To make a long story short, our kids were in shock & awe as soon as they heard the roar of the engines. We arrived a bit late, so the race was underway. In Dallas, you can hear the cars long before you can see them. With headphones on securely, we walked up the stadium steps and the look on my kid’s faces was a look I will always remember. Sheer joy! The youngest was a bit scared of the noise, even with headphones. But my oldest child defied every trait of autism and he was in heaven. He immediately started pointing to the cars as they flew by us at an amazing rate of speed and named the drivers.

We stood there for a moment, all of us trying to absorb the thrill and the magnitude of the race.

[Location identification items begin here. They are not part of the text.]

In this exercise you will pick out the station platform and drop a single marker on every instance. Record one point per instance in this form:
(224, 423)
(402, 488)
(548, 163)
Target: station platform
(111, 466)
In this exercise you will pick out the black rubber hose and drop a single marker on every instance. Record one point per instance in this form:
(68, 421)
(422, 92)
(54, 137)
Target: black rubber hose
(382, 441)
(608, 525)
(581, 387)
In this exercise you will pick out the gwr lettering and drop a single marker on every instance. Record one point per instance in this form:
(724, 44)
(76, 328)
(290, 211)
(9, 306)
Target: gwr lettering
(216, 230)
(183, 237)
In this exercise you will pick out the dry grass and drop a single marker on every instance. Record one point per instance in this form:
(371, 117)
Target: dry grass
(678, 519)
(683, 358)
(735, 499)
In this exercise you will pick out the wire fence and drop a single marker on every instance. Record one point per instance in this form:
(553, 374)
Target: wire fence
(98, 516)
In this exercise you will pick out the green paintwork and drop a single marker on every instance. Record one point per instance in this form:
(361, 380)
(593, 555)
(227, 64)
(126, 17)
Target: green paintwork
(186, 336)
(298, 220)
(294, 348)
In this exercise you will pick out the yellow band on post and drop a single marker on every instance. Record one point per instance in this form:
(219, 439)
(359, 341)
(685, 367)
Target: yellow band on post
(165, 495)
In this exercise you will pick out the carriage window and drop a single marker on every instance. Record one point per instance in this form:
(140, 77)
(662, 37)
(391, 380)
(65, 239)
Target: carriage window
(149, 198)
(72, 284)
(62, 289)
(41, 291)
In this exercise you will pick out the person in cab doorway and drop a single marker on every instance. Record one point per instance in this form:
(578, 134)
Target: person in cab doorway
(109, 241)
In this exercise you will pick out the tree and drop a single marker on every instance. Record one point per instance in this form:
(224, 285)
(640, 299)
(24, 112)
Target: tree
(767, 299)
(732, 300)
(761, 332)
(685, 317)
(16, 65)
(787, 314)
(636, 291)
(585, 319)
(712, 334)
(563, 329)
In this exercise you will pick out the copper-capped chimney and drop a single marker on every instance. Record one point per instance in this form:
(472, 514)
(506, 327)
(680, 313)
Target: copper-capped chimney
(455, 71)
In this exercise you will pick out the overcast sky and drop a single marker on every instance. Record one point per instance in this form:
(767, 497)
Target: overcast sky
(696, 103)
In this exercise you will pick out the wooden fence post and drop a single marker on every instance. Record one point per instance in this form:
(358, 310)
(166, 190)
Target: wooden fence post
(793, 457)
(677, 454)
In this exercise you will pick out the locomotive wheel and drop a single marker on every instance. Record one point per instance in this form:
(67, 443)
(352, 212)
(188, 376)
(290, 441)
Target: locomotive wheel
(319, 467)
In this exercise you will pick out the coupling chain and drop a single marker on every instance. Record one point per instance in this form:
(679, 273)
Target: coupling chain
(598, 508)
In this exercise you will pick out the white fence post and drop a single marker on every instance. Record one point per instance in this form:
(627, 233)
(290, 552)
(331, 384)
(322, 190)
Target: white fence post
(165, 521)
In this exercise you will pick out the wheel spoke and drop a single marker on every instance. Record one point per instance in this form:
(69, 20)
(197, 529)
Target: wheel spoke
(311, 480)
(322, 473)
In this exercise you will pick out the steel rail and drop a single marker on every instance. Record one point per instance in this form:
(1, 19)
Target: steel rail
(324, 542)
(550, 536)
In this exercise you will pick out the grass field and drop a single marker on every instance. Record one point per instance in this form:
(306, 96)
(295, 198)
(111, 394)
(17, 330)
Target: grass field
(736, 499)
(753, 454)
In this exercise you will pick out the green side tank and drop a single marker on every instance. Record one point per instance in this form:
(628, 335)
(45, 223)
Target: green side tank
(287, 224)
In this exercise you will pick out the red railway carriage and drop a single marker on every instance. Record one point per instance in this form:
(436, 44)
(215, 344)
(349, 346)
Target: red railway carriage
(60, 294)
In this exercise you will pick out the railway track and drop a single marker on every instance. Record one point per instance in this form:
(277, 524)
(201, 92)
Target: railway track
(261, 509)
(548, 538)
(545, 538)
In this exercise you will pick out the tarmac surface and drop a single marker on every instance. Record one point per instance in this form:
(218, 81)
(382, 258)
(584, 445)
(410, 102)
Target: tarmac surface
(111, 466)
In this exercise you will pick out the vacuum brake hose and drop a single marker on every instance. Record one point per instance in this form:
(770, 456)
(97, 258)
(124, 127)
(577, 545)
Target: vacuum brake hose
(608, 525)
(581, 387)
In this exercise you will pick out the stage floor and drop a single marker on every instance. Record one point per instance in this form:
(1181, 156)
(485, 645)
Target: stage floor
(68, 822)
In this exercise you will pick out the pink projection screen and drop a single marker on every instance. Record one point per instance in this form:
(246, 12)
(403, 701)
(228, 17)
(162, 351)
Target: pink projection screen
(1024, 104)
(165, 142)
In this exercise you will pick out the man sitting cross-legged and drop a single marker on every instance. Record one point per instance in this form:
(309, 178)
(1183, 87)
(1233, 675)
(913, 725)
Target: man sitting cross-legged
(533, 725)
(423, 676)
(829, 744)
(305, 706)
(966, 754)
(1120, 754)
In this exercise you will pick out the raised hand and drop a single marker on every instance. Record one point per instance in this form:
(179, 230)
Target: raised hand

We moved to our seats and my little distracted duck continued to point at each car until he had probably named them all about 10 times. Last year, this would not have happened. Last year it was hard to simply communicate, let alone attend an event this big and this loud with so many moving pieces. I’m not sure he would’ve understood where he was or made the connection or understood he was supposed to sit and watch. It would’ve been a three hour drive for a 10 minute stay.

Monday was special because we enjoyed a family pastime together as any normal family. We cheered when our drivers did well and cheered even louder when Jeff & Tony wrecked right in front us! We avoided the rain and enjoyed a beautiful cloudy day together, inhaling race fuel and cigarette smoke. Sounds gross, but it’s the smell that lets you know you’re a true fan. Best of all, two things were shining that day — the sun and my son.